What teams do in practice

Privacy-sensitive teams typically combine several layers. None of them, on their own, is sufficient:

  • Data minimization upstream. Only fetch the fields a prompt actually needs. Most prompts need less than they are given.
  • Prompt-level masking. Detect supported personal and sensitive values before the prompt leaves the application, and replace them with deterministic placeholders.
  • BYOK and provider isolation. Keep the provider relationship — contract, key, billing — inside the org.
  • Retention rules at the gateway. Persist structural metrics for observability, not raw prompt or response bodies.
  • Policy and training. Acceptable-use policy, a documented decision process for new use cases, periodic review.

Privian is one option for the masking, routing and retention parts. See the GDPR and LLMs pillar for the broader framing and PII Masking for what is currently supported.

Honest limitations

Prompt-level masking does not catch what its detector does not recognize, does not protect against prompts that were never routed through the gateway, and does not change what a provider may retain. Compliance is a property of the organization, not of any single tool.

Try Privian during beta

Protect prompts before they reach GPT, Claude and other models.

BYOK · Zero retention · Provider-agnostic. Privian is currently in beta — pricing and limits may change.

FAQ

Frequently asked questions

Can I send personal data to ChatGPT under GDPR?
Sometimes — with a lawful basis, an appropriate data-processing arrangement with the provider, and proportionate safeguards. GDPR does not ban LLM use; it expects you to be intentional about what is sent, why, and what protections exist.
Does GPT train on my prompts?
It depends on the product and account tier. Consumer ChatGPT, API access and enterprise tiers each have different defaults.

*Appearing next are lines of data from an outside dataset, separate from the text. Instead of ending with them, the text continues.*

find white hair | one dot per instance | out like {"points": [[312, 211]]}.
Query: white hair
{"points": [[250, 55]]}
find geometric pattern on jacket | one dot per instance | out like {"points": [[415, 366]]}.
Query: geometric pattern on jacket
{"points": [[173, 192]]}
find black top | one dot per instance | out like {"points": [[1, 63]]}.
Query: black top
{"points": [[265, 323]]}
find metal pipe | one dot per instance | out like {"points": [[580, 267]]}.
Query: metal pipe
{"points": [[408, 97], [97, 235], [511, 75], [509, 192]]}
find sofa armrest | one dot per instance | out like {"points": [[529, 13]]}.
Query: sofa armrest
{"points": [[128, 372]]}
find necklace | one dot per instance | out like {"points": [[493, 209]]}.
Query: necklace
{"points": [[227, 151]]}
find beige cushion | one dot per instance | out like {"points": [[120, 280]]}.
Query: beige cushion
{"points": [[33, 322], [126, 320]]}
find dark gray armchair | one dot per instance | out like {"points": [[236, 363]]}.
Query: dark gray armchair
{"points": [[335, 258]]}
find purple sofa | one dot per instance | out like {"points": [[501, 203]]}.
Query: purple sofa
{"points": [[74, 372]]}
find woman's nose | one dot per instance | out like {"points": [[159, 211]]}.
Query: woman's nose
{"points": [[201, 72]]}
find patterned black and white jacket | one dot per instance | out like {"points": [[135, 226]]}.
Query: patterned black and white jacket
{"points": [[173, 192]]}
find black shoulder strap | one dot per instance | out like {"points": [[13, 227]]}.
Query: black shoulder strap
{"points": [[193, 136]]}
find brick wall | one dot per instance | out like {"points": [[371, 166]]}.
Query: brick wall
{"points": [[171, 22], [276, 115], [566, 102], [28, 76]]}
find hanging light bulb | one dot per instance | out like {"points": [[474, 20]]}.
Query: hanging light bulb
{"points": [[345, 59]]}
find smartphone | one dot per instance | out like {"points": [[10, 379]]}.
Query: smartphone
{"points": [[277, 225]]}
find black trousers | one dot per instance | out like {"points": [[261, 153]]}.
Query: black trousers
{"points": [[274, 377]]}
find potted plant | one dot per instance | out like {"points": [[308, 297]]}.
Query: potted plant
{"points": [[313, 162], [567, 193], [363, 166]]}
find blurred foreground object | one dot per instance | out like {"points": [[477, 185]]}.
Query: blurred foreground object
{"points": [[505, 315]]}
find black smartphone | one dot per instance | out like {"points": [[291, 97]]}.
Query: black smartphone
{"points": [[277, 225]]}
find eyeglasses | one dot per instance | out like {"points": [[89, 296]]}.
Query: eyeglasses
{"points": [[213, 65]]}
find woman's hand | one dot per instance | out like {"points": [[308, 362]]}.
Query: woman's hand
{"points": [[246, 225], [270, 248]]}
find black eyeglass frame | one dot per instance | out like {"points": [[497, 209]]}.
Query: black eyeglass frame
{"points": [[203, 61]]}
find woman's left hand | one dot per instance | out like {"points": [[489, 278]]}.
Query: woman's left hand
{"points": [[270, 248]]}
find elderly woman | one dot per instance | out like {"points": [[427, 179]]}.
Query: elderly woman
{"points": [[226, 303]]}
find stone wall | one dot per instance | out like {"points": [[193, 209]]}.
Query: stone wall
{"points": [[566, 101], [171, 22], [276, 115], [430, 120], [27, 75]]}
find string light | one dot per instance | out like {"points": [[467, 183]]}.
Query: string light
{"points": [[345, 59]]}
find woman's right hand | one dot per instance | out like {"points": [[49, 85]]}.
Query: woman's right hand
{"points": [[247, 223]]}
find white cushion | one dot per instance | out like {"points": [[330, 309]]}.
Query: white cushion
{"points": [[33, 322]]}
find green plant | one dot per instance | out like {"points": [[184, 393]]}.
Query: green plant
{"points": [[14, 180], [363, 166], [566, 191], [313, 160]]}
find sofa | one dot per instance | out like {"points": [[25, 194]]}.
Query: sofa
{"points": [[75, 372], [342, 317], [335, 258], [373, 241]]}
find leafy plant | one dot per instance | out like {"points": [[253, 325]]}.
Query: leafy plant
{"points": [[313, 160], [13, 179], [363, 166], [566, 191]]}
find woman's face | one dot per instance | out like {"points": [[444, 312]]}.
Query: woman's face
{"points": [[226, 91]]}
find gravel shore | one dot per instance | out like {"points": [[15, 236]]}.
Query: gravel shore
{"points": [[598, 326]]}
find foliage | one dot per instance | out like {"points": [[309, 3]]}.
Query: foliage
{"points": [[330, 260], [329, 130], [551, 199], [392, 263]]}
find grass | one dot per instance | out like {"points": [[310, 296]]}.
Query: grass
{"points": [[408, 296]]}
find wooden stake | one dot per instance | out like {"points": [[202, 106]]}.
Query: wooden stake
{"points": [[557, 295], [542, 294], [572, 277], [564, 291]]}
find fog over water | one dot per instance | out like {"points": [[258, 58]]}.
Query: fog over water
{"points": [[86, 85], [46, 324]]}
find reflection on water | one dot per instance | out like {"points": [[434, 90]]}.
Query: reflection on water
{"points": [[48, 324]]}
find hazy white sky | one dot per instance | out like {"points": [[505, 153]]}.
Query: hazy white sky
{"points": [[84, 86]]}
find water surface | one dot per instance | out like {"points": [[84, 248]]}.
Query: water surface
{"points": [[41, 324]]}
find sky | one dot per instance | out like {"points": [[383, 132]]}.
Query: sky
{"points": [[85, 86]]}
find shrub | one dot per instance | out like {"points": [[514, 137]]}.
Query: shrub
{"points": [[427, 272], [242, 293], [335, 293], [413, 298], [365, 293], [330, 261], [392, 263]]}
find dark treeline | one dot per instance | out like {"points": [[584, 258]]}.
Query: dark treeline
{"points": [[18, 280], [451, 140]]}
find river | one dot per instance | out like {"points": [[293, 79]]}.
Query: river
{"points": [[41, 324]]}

Read the provider's current data-usage terms and confirm what applies to your account before assuming.
What does GDPR mean in practice for LLM workflows?
In practice it means knowing what personal data enters a prompt, who processes it downstream, what is retained, on what legal basis, and how quickly the flow can be changed. Most teams document this and add technical controls — masking, BYOK, gateway-level retention — to back the documentation up.
What are technical controls for AI privacy?
The common ones: prompt-level masking, retention controls at the gateway, BYOK so provider relationships stay inside the org, allow-listed models, and access controls on which services can call the gateway.